Jarrod Dyson and the importance of energy

Kansas City Royals outfielder Jarrod Dyson smiled in the dugout after hitting a grand slam during Monday’s game.
Kansas City Royals outfielder Jarrod Dyson smiled in the dugout after hitting a grand slam during Monday’s game. jsleezer@kcstar.com

It was smoking hot Monday afternoon and Royals coach Mike Jirschele and I were staying out of the heat, standing by the team’s indoor batting cage. Jarrod Dyson came by, poked his head out, looked in the dugout and then had this to say:

“No water in the dugout, no water in the batting cage; I know we lost some games, but damn!

The idea that the Royals were withholding water from the players as punishment for losing, made Jirschele laugh. He looked at me and said, “He’s never going to change.”

Jarrod Dyson is one funny dude and that’s more important than you think.

You need a spark plug

Dyson has pulled off something difficult; he doesn’t start on a regular basis, but he’s still a clubhouse ringleader and he’s done that by force of personality. Dyson always has something to say and most of the time it’s pretty funny.

Dyson complains about Eric Hosmer’s popularity. Dyson lockers next to Hosmer and every night the media gathers around to hear Hosmer dish out quotes. There are so many reporters that want to listen to Hosmer the overflow crowd often blocks access to Dyson’s locker. So Dyson will yell that he wants to locker next to a bench player.

When hoverboards were still showing up in the Royals clubhouse, Dyson rode his everywhere and announced he was through with walking.

When he and Lorenzo Cain had communication problems in the outfield Dyson complained that he couldn’t hear Cain’s “squeaky-ass” voice.

In my case he knows I wrote a book with Jason Kendall and reasoned that since I talk to the players all the time, they helped me write the book; he wanted to know where his money was. (I told him Kendall had it and he should go get it from him and I haven’t heard any more about it.)

Baseball is a grind and guys who are funny help their teammates get through it.

When Dyson was hurt, Rusty Kuntz said the Royals missed his energy, both on the field and in the clubhouse — and Dyson “brings it” every day.

So does Rusty Kuntz.

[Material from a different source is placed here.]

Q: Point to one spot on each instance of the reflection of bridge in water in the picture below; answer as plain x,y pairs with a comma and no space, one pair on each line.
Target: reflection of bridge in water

That’s one of the reasons he’s so important to the team; Rusty is always upbeat and energized and that transfers to the people around him — same thing with Salvador Perez.

On Monday afternoon, Whit Merrifield accidentally threw a ball into the Royals dugout and it came close to Perez. Salvy doubled over in agony holding his leg, but once he had Merrifield sufficiently freaked out, straightened up and walked off laughing.

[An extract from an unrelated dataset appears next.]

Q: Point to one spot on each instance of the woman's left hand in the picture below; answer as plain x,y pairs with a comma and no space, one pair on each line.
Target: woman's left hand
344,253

Mope around and you bring people down; laugh and the world laughs with you (or puts you in a straitjacket).

The mystery of team chemistry

Nobody is exactly sure how to create good team chemistry, but everybody thinks it’s important. Put the wrong guy in the clubhouse and things go south; take the wrong guy out of the clubhouse and the same thing can happen.

If you’ve got a co-worker who “brings it” — who shows up with energy every day and transfers that energy to other people — you know what I mean. If that co-worker calls in sick or takes a vacation, the energy level drops. If your workplace is lucky enough to have one of those spark plugs, they’re worth their weight in gold; they make everybody around them better.

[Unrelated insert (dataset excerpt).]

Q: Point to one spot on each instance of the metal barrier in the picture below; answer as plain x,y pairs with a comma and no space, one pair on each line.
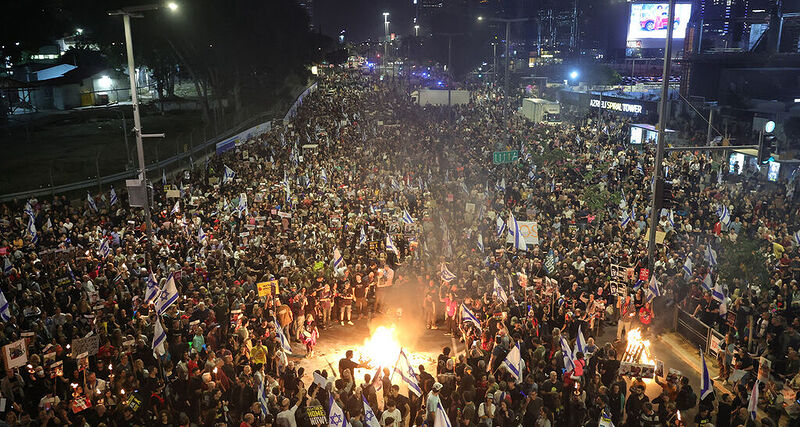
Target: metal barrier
197,153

And that brings us back to Jarrod Dyson.

That grand slam and what it did for the Royals

Every night, Ned Yost does a postgame press conference and the media gathers in a conference room to listen and ask questions. But when Ned leaves the clubhouse to do his postgame interview, the clubhouse is officially open.

On Monday night, I wanted to catch the players while they were still celebrating so I skipped Ned’s postgame and went directly into the clubhouse.

Jarrod Dyson saw me and said: “You didn’t think I had it in me, did you?” He was talking about his unlikely grand slam that put the game away. I pointed out his teammates didn’t seem to think he had it in him either and Dyson went into an impersonation of Eric Hosmer’s reaction; joy, laughter and disbelief.

Dyson said nobody was going to harsh his vibe that night and — with the music blaring — slowly danced away in a semi-minuet I can neither describe nor demonstrate. His teammates howled with laughter.

After the Royals came back in the bottom of the eighth inning and beat the Cleveland Indians with a home run from the least likely player to hit one, I asked Hosmer if it was the kind of win that can get a team on a roll.

Hosmer said he’d like to think so, but he also said it wasn’t going to get any easier on Tuesday. The Indians will send Danny Salazar (10-3 with an ERA of 2.75) to the mound. The Royals are going to counter with Brian Flynn.

And a human spark plug named Jarrod Dyson.